指戦争:なかかみ

指戦争

その夜、お姫様は寝室を抜け出してお城の裏庭を散歩していました。

「あなた、指が五本なのね?」
「……そうだ、四本指のお嬢さん。この時間に警備は来ないはずなんだけどな」
「よく知ってるじゃない。警備がいたら私もここにいないわ」
闇によく紛れる服装の男は草陰に隠れながらお姫様に話しかけます。
「動くんじゃないぞ。妙な動きをしたら……」
男が脅しをかけるも、お姫様はけろっとした様子です。
「あなた五本指の国の斥候ね? 城の情報をあげるから外の世界の話を聞かせて頂戴」
男は驚き、ひと悶着あったものの最終的にお姫様の提案を受けることにしました。

今四本指の国と五本指の国は戦争状態にあります。この男は五本指の国の斥候でしょう。
歴史上、指が四本の人類は8進数を採用したために計算処理能力が向上し、五本指の人類に対して文化的、政治的な優位を築いていたと言われています。
一方五本指の人類は道具の使用能力と拡張性において、四本指の人類に対して優位を築いていたそうです。
二つの人類は利害関係を保ちつつ歴史を重ねていきましたが、ついぞ融和することはなく断続的に戦争を繰り返すことになっています。

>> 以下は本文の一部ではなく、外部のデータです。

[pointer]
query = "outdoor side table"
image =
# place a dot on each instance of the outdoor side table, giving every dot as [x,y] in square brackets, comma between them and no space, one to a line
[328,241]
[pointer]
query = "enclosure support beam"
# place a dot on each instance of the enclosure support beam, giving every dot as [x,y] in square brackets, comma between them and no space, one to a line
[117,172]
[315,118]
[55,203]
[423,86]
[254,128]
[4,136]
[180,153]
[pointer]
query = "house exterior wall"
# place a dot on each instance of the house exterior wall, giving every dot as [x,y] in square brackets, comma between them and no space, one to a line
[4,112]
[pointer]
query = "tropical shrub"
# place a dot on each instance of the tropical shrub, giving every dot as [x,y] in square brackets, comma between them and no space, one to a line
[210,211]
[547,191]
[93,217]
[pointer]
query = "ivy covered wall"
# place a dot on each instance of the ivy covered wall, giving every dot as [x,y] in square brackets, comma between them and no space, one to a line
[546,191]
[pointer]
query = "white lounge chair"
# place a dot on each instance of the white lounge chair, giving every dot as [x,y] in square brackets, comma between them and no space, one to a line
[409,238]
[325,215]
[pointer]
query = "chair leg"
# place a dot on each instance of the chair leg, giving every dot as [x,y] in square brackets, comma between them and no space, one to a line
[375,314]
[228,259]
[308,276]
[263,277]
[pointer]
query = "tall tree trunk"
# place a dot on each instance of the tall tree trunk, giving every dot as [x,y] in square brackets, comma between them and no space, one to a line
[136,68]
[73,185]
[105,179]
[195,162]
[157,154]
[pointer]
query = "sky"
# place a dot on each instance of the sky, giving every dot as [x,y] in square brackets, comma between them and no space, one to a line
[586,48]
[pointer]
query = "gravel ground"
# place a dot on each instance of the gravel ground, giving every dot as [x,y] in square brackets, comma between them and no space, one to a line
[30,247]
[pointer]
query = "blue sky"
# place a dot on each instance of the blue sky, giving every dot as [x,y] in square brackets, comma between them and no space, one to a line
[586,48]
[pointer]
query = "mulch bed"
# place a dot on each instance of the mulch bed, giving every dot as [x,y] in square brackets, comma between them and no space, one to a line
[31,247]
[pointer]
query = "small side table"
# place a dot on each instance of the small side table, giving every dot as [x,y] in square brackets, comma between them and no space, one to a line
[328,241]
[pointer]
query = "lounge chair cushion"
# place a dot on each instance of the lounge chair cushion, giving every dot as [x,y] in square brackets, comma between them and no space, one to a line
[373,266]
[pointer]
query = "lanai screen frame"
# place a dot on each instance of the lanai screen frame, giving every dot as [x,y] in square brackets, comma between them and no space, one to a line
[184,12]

「国境近くのこの町に襲撃を仕掛けることになっている。陽動として城を攻撃して、本命は手薄になった市街ってことだ」
三日ほど夜の裏庭で情報収集をした男はお姫様に計画の話をしました。

「一週間後の夜に城の食堂を爆破する。陽動だから爆発自体の威力は大きくないが、近づかないようにしたほうがいいだろうな」
「そうなのね。あなたから聞かせてもらった五本指の国の話、面白かったわ」
お姫様があと何日か情報を集めに来ないか、と何とか引き留めようとしましたが男は断りました。
「いや、情報は十分に集まった。お前ら風に言うと八分、かな?」
「……十分で大丈夫よ。あなたたちの8は私たちの国では桁が繰り上がって10になるの。だからこの国でもあなたたちと同じように十分って言うわ。もう十分ってね」
「俺たちがお前らの計算法を8進数っていうのにも納得してなさそうだな」
「そうね、あなたが8進数、10進数っていうのを私は10進数、12進数って言うことになるわ。そもそも8って数字がないのよ」
男は妙に納得のいった顔で、お姫様にほほえみました。
こんなご時世じゃなきゃ四本指のやつとも友達になれたのかもしれないな、と言い残して男は闇に紛れました。
「待って! 私をここからどこかへ連れてってくれないかしら」
男は城外への道を知っているはずだとお姫様は訴えます。
部屋から抜け出すのが精一杯の私を、城の外へ、どこか知らない場所へ連れて行ってほしい。
お姫様はそう訴えかけますが、男はどこかへ消えてしまいました。お姫様の知らない道を使って。

爆破騒ぎがあった次の日から、警備が厳重になり、お姫様はもう裏庭に抜け出すことができなくなってしまいました。

その後、お姫様は風の噂で、五本指の国は白黒の獣が率いる六本指の国に支配されたと聞きました。
お姫様は五本指の国が滅んだことに、ショックを受けてはいないようでした。五本指の国がどうなろうと、国に帰ってしまったあの人に会うことはもうできないから。
お姫様は抜け殻のように、塔の上から、裏庭に知らない人が入ってくるのを待っています。